Yu, who is currently the penciler of a new “X-Men” title, related, “My editors reached out to me, like with most projects. We all worked closely together via email.”
Wave, aka Pearl Pangan, is a hydrokinetic, or a person with the power to control water. Design-wise, her look was influenced by the illustrator’s music and game preferences, aside from the writer’s ideas.
“I started out with a full-body wet suit as suggested by Greg and worked from there,” he recalled. “She is water- and tech-based so I added the sci-fi armor. I used [the color] teal, as the band Weezer’s ‘Teal Album’ just came out that time, and I thought it works well with gold or yellow. I added the fins to drive home the fact that she is mobile in water. I am very much influenced by video game design. To add a Filipino touch without explicitly plastering the flag on her, I gave her kampilan/Lapu-Lapu swords with a sci-fi twist.”
While not the first Filipino superhero in American comics—artist Whilce Portacio created Grail for his Image series “Wetworks” in the early ’90s, and writer Matt Fraction introduced superteam Triumph Division in Marvel’s “Iron Man” in 2008—Wave received immediate interest since the announcement of her existence in March. She debuted in “War of the Realms: New Agents of Atlas” in May. Some fans, having just seen “Avengers: Endgame,” hoped that she would translate to Marvel’s live-action world, eventually.
The character is already crossing over to another medium. “Her involvement in [the game] ‘Marvel: Future Fight’ will be substantial,” Yu said. “I look forward to seeing more video game iterations on her design.”
The artist, who also drew DC Comics’ “Superman: Birthright” in 2003, works using a Wacom Cintiq and the program Clip Studio, but still does traditional covers using a Pentel pocket brush pen and disposable Micron pens. On his longtime partnership with Marvel Comics, he reiterated important disciplines: “Dependability and work ethics. Make sure you return emails and calls and always be honest with deadlines and your capabilities. Many good artists lose their shot because they choke under pressure, and worse, go radio silent when editors come looking for them.”
Apart from comics, Yu designed vehicles for Joss Whedon’s science fiction film “Serenity” in 2005. “It was a good experience and a chance for me to try new things,” disclosed Yu. “I did work on other films but they were uncredited.

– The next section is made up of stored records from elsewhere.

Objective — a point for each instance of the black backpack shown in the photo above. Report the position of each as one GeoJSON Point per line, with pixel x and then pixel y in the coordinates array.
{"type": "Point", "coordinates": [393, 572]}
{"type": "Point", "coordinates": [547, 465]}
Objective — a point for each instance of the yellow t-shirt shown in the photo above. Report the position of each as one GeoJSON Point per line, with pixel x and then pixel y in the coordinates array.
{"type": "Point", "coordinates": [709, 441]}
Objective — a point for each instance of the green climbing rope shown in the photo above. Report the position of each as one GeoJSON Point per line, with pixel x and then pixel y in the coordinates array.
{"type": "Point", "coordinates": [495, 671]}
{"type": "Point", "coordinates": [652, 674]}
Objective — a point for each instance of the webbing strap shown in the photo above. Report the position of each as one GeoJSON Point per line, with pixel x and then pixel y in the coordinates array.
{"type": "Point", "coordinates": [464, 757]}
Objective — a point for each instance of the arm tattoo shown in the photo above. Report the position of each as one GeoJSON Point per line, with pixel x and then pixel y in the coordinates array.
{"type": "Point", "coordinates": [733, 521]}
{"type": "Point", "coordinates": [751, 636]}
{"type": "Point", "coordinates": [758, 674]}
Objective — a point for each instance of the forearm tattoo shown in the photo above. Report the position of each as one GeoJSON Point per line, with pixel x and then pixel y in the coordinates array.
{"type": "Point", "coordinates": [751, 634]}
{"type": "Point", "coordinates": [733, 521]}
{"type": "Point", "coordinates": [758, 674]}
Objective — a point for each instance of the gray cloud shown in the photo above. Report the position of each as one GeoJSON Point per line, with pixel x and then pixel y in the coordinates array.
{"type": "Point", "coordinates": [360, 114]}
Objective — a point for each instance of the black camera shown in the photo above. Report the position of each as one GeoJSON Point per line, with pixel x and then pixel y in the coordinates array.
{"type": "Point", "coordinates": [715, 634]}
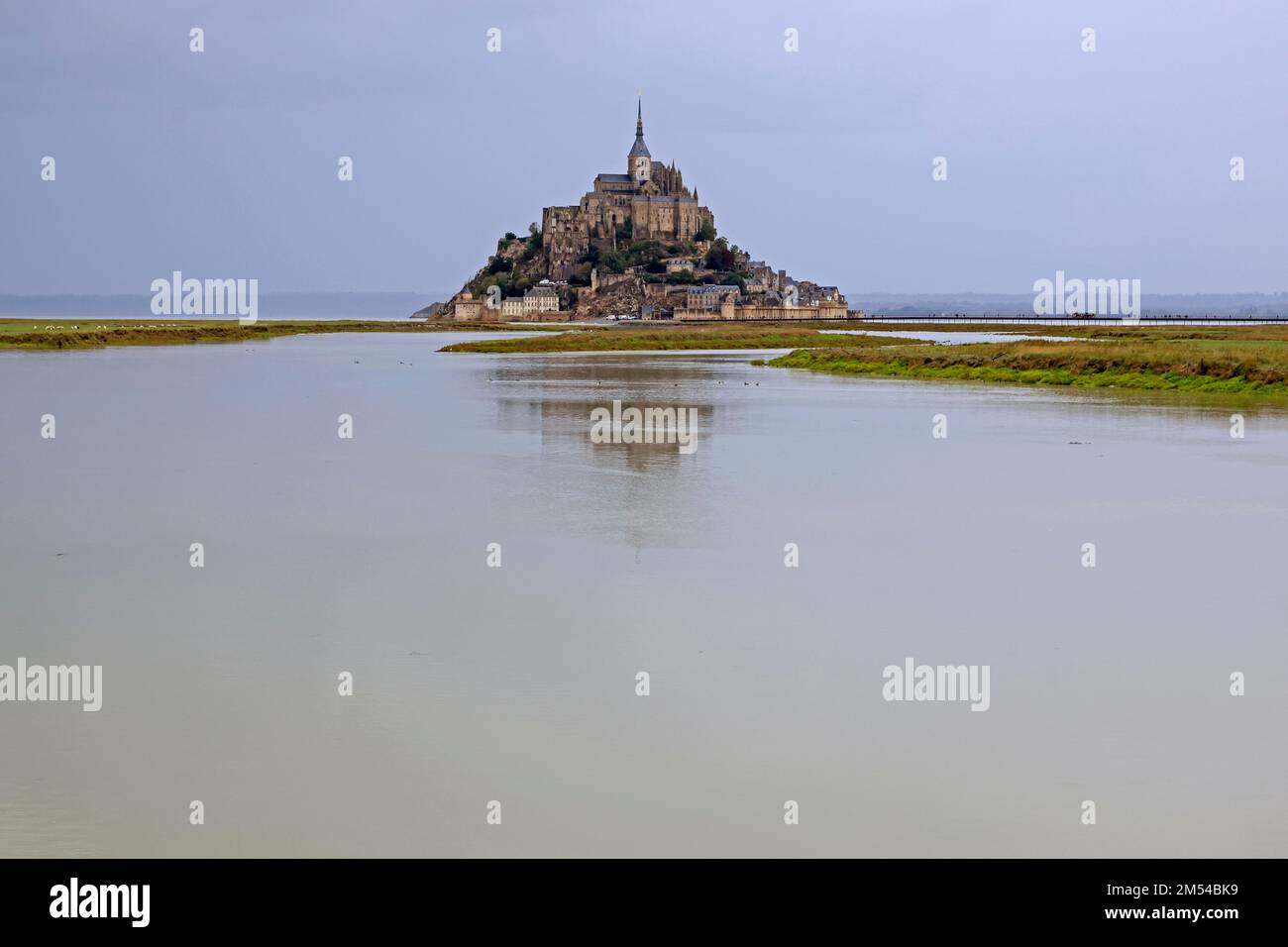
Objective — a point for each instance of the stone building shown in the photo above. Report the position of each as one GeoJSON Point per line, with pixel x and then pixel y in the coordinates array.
{"type": "Point", "coordinates": [540, 299]}
{"type": "Point", "coordinates": [651, 198]}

I also did some video game designs a while back. The main difference from comics is the sheer amount of revisions involved in film and concept art design. Then there is the secrecy, and NDAs (nondisclosure agreements), where a huge amount of work may never be seen by the public, until years later.”
Having drawn Marvel’s popular mutants, first in “Wolverine” in 1997 and in subsequent “X-Men” titles, Yu is illustrating the team’s adventures again in another flagship series.
“I thought I wasn’t ready yet at that time,” he recounted. “I always dreamed of drawing the X-Men but my skills weren’t ready yet. Too many characters to draw, too.”
Of all the characters he’s penciled, which is he most proud to have drawn? “The Avengers and Wolverine, but now it’s definitely the X-Men,” declared Yu.
On the massive success of the Marvel Cinematic Universe, Yu said, “It’s tremendous, but I am not sure how much of it translates to comic sales. It can only help. Marvel characters are now back to being household names.”